Listed Building – Grade II
- Designated: 10 January 1972
- Reference no.: 1376177

= Chester Royal Infirmary =

Chester Royal Infirmary is a former hospital on City Walls Road, Chester, Cheshire, England. The original hospital building, which was founded in the mid 18th century, is recorded in the National Heritage List for England as a designated Grade II listed building. The hospital was expanded in the early 20th century. It closed in the 1990s. The site has been redeveloped for apartments and housing.

==History==

The hospital was founded in 1755 following a bequest by Dr William Stratford, who had died two years earlier. It was funded by public subscriptions, and was free to patients who were recommended by the subscribers. It was originally housed in temporary accommodation in part of Bluecoat School. Construction of the permanent building was started in 1758, and was completed in 1761. It was designed by William Yoxall, and the interior was remodelled in 1830 by William Cole, junior. Over the years, extensions were built, and by 1902 the hospital had 118 beds.
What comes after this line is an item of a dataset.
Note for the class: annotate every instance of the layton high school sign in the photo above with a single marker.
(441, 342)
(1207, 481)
The appellation "Royal" was added in 1914 when George V opened the Albert Wood wing, which contained six new wards. This wing was designed by W. T. and P. H. Lockwood, as was a further extension in 1931. During the 1990s patients were transferred to new facilities provided by the Countess of Chester Hospital, and the infirmary closed. Other than the original building, all the later extensions were demolished in 1998. The original hospital building has been converted into apartments.

==Architecture==

The hospital is constructed in brown brick with stone dressings and has grey-green slate roofs. The entrance front faces City Walls Road. North and south wings stretch back to join an east wing to form a courtyard; these wings contained the wards. The entrance front has two storeys plus cellars; the wards have three storeys plus attics and basements. The entrance front is in seven bays. A porch projects from the centre of the ground floor. It has two Doric columns, and supports the middle three bays of the upper storey that form a canted projection. Above the porch is a floor band and a segmental pediment. Each bay of the upper storey contains a sash window, that in the middle bay having a round-headed arch painted with "ERECTED 1761". Above the windows is a frieze and a pedimented gable with a plaque inscribed "INFIRMARY". Elsewhere all the windows are sashes, or French windows leading to balconies that have been removed.